Despite the lopsided scoreline, it wasn’t the Wolverines’ (22-14) power at
the plate that brought them the win, rather their ability to exploit the pitfalls of Mount St. Mary’s (14-19) defense. Michigan kept its series against the Mountaineers clean with its 10-0 run-rule triumph in Game 3.
“Big confidence booster when you know you’re not hitting, the teams not hitting, to their best ability,” freshman third baseman Tyler Inge said. “We know we can. I think we just still did really well offensively and putting the ball in play, making the defense work, allowing for good things to happen.”
Graduate shortstop Benny Casillas started the first inning off hot. With a full count, Casillas didn’t bow down to the pressure, recording a single and his first and only hit of the inning
with a grounder that snuck out to left field.
Just two batters later, the bases were loaded off of a walk and hitby-pitch, and eventually all three of these runners made it to home plate. The Wolverines tallied an additional run after junior center fielder Greg Pace Jr. was once again walked, allowing senior infielder Cole Caruso to bring the score up, 4-0.
“It was more of what they did, not what we did,” Michigan coach Tracy Smith said. “But to get four runs in the bottom the first let everybody relax and just be comfortable, that’s always huge.”
Throughout their season, the Wolverines have consistently relied on massive, whirlwind performances from their offense and found a backbone in their power hitters. But Sunday’s game, and especially the first inning, showed that Michigan can find success beyond
its norm by playing scrappy and just hitting the marks. It’s not about hits, it’s about runs, and finding their footing without the former allowed the Wolverines to blossom through the rest of the game.
Michigan’s offense struck once more in the bottom of the third, although this time its three hits were better aligned with the two runs they gained. After singling, graduate catcher Matt Spear advanced to second on a wild pitch, setting him up perfectly for Pace’s at-bat, in which a single allowed Spear to score.
Carrying on with aggressive playing style he has showcased in prior contests, Pace dashed to steal second base during Casillas’ at-bat. With the final hit of the inning, Casillas sent a grounder to center field, and a fielding error allowed him to secure a double and score Pace to extend the lead to 6-0.
With the game firmly in grasp, Smith began to experiment with the lineup, with additions such as sophomore third baseman Joonsung Park, graduate right fielder Robbie Hamchuk and sophomore designated hitter Keegan O’Hearn. After a stagnant few innings, the trio found success, beginning with a single by Hamchuk while Park and O’Hearn loaded the bases off of walks.
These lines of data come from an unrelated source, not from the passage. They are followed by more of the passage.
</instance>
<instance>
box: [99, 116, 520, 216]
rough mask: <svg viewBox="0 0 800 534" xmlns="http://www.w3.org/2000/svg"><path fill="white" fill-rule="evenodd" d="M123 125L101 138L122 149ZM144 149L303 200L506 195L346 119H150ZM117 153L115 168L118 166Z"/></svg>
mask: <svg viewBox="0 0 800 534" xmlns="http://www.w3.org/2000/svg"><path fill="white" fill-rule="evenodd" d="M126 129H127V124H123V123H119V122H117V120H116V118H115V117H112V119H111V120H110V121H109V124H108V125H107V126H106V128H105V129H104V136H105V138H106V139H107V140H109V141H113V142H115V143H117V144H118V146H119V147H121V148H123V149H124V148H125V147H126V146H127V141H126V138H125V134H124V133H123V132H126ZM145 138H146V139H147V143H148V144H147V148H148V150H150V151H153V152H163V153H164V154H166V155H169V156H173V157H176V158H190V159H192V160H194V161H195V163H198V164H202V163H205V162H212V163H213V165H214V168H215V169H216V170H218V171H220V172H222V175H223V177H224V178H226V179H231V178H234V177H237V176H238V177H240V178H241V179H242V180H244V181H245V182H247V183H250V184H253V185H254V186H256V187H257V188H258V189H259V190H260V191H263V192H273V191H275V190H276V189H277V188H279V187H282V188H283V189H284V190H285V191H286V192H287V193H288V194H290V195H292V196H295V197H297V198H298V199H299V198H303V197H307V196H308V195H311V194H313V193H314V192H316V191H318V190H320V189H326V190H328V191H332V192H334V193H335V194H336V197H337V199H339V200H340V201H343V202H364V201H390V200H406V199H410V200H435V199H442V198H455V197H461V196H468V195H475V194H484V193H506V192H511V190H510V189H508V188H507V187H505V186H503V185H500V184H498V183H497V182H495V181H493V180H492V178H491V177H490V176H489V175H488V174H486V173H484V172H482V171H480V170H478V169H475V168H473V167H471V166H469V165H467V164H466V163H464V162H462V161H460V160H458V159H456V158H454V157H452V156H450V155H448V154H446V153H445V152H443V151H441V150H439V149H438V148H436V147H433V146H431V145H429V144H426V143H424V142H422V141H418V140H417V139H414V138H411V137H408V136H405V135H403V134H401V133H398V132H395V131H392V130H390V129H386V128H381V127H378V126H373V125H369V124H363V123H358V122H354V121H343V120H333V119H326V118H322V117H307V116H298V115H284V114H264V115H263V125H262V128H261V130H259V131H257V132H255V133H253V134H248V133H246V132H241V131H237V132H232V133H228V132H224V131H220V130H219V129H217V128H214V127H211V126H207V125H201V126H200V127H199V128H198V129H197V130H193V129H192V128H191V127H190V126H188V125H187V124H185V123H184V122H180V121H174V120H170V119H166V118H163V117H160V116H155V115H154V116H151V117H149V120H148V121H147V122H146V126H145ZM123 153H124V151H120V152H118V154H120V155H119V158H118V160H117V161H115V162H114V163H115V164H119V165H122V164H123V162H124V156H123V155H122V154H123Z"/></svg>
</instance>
With a powerful double by junior left fielder Jonathan Kim, all three hustled home to bring in three more runs for the Wolverines.
“When you can pick and choose and ultimately reward them with opportunities they’ve earned, you try to do that,” Smith said of the bench. “… Robbie Hamchuk coming in and getting two hits off the bench was awesome.”
Up 9-0, Michigan needed only one more run to seal away its runrule victory. And Inge delivered just that, sliding home off of a single by Hamchuk to secure the series sweep for the Wolverines. While not its flashiest victory, Sunday’s game, and the Mount St. Mary’s series as a whole, showcased something much more important for Michigan — its ability to win even without a fervent offense. Home runs and power hitters don’t need to be the standard for this Wolverines’ offense. Spelled out in the scoreline, it’s clear that when playing simple, smart ball, Michigan can still produce the ideal results.